A Breguet 14, a bi-plane bomber and reconnaissance aircraft, is photographed over enemy territory in Kortekeer in 1918. (All photos: Courtesy Yale University Press/ Mercatorfonds)
Aerial photography was a relatively new technique at the outset of World War I, but over the next four years, it became an invaluable reconnaissance tool. But the process was complex; as the book The Great War Seen From the Air recounts: “They took photographs from an open cockpit. The exposure had to be set manually and after every shot the glass negative had to be replaced and stored away. Meanwhile, the observer photographer combed the skies for enemy planes looking for observation planes to shoot down.”
By 1918, the entire front was being photographed twice a day by both sides.
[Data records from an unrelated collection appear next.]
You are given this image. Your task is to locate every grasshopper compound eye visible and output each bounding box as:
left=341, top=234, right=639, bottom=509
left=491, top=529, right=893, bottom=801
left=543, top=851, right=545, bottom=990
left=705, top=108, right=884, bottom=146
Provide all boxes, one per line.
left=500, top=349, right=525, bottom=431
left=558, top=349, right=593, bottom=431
More than a century after the beginning of World War I, these photographs show a unique perspective on the conflict and the scale of the devastation to the landscape. The following photographs are from The Great War Seen From The Air, which drew from the extensive archives at the Imperial War Museum in London, the In Flanders Museum in Ypres, and the Royal Army Museum in Brussels.
Trench patterns in Hooge, part of the Ypres Salient. For much of the war, the front line of the Salient ran through Hooge. The village was destroyed by sustained fighting, and the casualty rates for British and Commonwealth forces were around 300 per day. The massive crater at the top of the photo was caused by a British mine on July 19, 1915. It has since been filled in and today is next to a WW1 burial site, the Hooge Crater Cemetery.
An aerial photograph of Drie Grachten, the ‘three canals’, taken on July 29, 1917, before the Third Battle of Ypres. Trenches and bunkers are visible on the western bank.
Ypres town center, September 1917. The Third Battle of Ypres, also called the Battle of Passchendaele, took place around Ypres between July and November of 1917 and resulted in nearly half a million casualties on both sides. The town was largely destroyed and rebuilt after the war, and is now home to the In Flanders Fields Museum and the Menin Gate Memorial to the Missing.
The town of Dikmuide, Belgium, was first attacked on October 16, 1914. By the end of the war, it had been completely destroyed. The German bunkers are visible in the landscape.
The cover of The Great War Seen From The Air: In Flanders Fields, 1914-1918.